Con estas obras, la gestión municipal no solo resolvió los anegamientos post-lluvia, sino que consolidó una red vial duradera que integra definitivamente a los barrios del norte a la dinámica de la ciudad.
Un análisis de los registros de obra del programa municipal Santa Fe Barrio expone una estrategia integral para reemplazar las calles de tierra por piedra compactada en el cordón norte y noroeste de la ciudad. En ese marco, el viernes 28 de agosto, se licitará la compra de 6.000 toneladas de piedras graníticas. Con ese material se podrán estabilizar 100 cuadras más. El presupuesto oficial es de $450.000.000. Dentro de las casi 2000 cuadras mejoradas, se encuentran, por ejemplo: Loyola: 175 cuadras, Nuevo Horizonte y Entrada Norte: 118 cuadras, Nueva Pompeya: 108 cuadras, Scarafía: 101 cuadras, Cabaña Leiva: 90 cuadras, Los Troncos: 89 cuadras,
El Tránsito: 69 cuadras, Punta Norte: 68 cuadras, Santo Domingo: 50 cuadras, Santa Marta: 44 cuadras, Acería: 41 cuadras, Abasto: 40 cuadras, 29 de Abril III: 23 cuadras, Liceo Norte: 20 cuadras, Santa Rita II: 16 cuadras, B. Rivadavia: 6 cuadras y René Favaloro: 6 cuadras, entre otros sectores y barrios de la capital provincial.

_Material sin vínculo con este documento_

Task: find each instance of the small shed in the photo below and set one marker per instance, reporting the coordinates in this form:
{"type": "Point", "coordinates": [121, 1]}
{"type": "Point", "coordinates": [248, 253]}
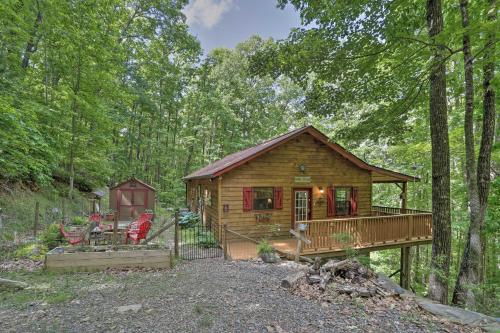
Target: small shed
{"type": "Point", "coordinates": [130, 198]}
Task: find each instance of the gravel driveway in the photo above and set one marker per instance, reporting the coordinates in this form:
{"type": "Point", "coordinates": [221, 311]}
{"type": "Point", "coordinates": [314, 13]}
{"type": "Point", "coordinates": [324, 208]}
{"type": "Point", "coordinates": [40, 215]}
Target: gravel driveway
{"type": "Point", "coordinates": [204, 296]}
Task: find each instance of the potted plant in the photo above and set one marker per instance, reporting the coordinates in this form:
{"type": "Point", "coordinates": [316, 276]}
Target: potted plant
{"type": "Point", "coordinates": [266, 252]}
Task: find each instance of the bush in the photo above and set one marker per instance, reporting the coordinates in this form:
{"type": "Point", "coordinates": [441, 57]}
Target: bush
{"type": "Point", "coordinates": [264, 247]}
{"type": "Point", "coordinates": [189, 219]}
{"type": "Point", "coordinates": [31, 251]}
{"type": "Point", "coordinates": [51, 236]}
{"type": "Point", "coordinates": [79, 220]}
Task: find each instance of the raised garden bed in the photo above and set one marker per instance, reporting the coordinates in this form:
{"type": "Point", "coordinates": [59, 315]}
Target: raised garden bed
{"type": "Point", "coordinates": [95, 258]}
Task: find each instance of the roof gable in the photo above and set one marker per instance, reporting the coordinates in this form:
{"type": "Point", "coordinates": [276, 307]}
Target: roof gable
{"type": "Point", "coordinates": [133, 179]}
{"type": "Point", "coordinates": [234, 160]}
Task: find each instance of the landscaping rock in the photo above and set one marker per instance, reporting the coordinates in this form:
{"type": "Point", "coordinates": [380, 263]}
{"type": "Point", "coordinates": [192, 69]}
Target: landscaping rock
{"type": "Point", "coordinates": [125, 308]}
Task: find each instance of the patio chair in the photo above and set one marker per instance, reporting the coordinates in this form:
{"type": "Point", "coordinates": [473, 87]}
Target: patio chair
{"type": "Point", "coordinates": [73, 237]}
{"type": "Point", "coordinates": [137, 231]}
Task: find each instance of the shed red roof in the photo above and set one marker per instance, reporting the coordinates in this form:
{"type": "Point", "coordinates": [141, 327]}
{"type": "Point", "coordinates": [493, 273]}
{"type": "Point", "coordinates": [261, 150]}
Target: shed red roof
{"type": "Point", "coordinates": [234, 160]}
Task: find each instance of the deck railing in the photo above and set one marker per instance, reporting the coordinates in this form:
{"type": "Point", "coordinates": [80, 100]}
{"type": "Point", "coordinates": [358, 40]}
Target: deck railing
{"type": "Point", "coordinates": [359, 232]}
{"type": "Point", "coordinates": [382, 210]}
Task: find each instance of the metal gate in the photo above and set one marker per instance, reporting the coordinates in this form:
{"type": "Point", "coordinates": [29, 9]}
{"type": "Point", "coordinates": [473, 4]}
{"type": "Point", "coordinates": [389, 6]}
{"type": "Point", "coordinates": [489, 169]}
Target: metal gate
{"type": "Point", "coordinates": [198, 242]}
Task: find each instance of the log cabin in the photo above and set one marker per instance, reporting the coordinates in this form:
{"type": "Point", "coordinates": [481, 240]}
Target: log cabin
{"type": "Point", "coordinates": [303, 178]}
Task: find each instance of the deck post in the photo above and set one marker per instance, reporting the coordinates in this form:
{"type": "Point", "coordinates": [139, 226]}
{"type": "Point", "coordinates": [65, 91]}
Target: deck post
{"type": "Point", "coordinates": [37, 217]}
{"type": "Point", "coordinates": [176, 234]}
{"type": "Point", "coordinates": [115, 231]}
{"type": "Point", "coordinates": [226, 250]}
{"type": "Point", "coordinates": [404, 271]}
{"type": "Point", "coordinates": [404, 196]}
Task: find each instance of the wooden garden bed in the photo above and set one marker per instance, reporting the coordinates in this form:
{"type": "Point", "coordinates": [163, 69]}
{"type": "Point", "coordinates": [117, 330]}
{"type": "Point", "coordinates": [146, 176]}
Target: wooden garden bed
{"type": "Point", "coordinates": [103, 257]}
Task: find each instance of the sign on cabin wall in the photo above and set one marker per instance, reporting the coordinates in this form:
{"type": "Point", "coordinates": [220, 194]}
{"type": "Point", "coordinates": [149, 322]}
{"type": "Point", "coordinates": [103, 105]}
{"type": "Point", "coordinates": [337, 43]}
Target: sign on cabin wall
{"type": "Point", "coordinates": [263, 218]}
{"type": "Point", "coordinates": [302, 179]}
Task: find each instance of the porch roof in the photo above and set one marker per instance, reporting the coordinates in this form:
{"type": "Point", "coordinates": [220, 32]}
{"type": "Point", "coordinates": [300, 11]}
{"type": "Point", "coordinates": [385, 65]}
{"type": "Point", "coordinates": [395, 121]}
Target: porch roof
{"type": "Point", "coordinates": [226, 164]}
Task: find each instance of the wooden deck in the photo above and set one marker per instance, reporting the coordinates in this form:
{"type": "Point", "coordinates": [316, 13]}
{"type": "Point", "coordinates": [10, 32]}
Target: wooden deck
{"type": "Point", "coordinates": [386, 228]}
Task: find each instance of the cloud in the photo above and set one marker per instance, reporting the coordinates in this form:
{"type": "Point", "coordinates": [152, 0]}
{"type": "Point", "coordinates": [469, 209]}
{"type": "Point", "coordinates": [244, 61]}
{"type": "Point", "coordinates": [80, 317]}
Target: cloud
{"type": "Point", "coordinates": [207, 13]}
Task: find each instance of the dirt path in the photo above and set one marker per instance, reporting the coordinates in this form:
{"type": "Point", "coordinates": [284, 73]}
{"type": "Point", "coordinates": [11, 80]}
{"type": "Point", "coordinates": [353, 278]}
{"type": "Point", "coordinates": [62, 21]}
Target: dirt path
{"type": "Point", "coordinates": [200, 296]}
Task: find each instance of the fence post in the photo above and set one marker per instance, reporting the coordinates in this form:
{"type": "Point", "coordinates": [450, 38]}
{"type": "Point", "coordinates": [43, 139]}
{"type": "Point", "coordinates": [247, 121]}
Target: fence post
{"type": "Point", "coordinates": [115, 229]}
{"type": "Point", "coordinates": [37, 216]}
{"type": "Point", "coordinates": [226, 254]}
{"type": "Point", "coordinates": [176, 234]}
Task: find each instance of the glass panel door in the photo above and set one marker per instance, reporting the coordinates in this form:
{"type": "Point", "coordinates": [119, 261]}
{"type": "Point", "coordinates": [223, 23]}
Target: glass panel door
{"type": "Point", "coordinates": [301, 206]}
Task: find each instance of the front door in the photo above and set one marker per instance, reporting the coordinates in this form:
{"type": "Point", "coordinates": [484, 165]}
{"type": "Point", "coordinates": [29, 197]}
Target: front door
{"type": "Point", "coordinates": [301, 205]}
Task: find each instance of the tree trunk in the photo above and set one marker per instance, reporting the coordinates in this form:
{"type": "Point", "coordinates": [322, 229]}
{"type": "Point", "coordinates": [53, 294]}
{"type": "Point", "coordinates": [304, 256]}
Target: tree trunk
{"type": "Point", "coordinates": [441, 222]}
{"type": "Point", "coordinates": [32, 44]}
{"type": "Point", "coordinates": [469, 267]}
{"type": "Point", "coordinates": [74, 119]}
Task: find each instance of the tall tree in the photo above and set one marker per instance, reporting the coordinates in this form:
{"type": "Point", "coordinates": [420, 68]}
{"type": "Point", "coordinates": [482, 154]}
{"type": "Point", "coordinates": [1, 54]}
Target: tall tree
{"type": "Point", "coordinates": [469, 269]}
{"type": "Point", "coordinates": [478, 182]}
{"type": "Point", "coordinates": [441, 221]}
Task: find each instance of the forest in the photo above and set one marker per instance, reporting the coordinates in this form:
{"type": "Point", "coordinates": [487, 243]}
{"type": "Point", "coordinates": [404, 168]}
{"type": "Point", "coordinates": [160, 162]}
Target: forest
{"type": "Point", "coordinates": [93, 92]}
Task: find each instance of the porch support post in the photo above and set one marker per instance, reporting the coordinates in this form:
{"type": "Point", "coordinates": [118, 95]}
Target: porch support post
{"type": "Point", "coordinates": [404, 270]}
{"type": "Point", "coordinates": [404, 196]}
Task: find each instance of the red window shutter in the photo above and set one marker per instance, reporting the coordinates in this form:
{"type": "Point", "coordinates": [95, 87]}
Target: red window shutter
{"type": "Point", "coordinates": [354, 201]}
{"type": "Point", "coordinates": [278, 197]}
{"type": "Point", "coordinates": [330, 201]}
{"type": "Point", "coordinates": [247, 199]}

¿Por qué la piedra resiste a las tormentas?
El suelo arcilloso característico de la capital provincial suele saturarse con rapidez durante períodos de precipitaciones intensas, generando huellas profundas que inmovilizan los vehículos. Para contrarrestar esta vulnerabilidad, la Secretaría de Desarrollo Urbano y Gestión Hídrica aplica una metodología constructiva en tres etapas:
Apertura de caja y abombado: se efectúa el perfilado de la calzada dotándola de una pendiente lateral que canaliza el escurrimiento directo hacia las cunetas.
Compactación de base: se consolida una sub-base firme de cinco centímetros de espesor, diseñada para resistir el tránsito pesado.
Capa pétrea interconectada: se distribuye y compacta piedra 10-30 de granulometría caliza o granítica. A diferencia del ripio convencional, este material ofrece mayor densidad estructural y evita el desprendimiento o arrastre ante la corriente superficial.

Mitigación hídrica e impacto en la comunidad
Las intervenciones resuelven estructuralmente el aislamiento que sufrían cientos de familias del cordón norte en cada lluvia copiosa.
Saneamiento integral: la piedra se complementa con la desobstrucción profunda de zanjas, aumentando la capacidad de absorción y transporte del sistema de drenaje a cielo abierto.
Continuidad de los servicios públicos: se previene el empantanamiento de las unidades de transporte urbano y de los camiones recolectores.
Respuesta inmediata en emergencias: ambulancias, patrulleros y bomberos recuperan la capacidad de ingreso a pasajes y calles secundarias sin sufrir demoras operativas.
Inversión pública y proyección
Para sostener el avance de las obras, la administración municipal estructuró un esquema de financiamiento progresivo dentro del Plan de Reconstrucción Vial. En conjunto, el programa proyecta erradicar las calles de tierra, mejorando la calidad de vida en el cordón periférico de Santa Fe.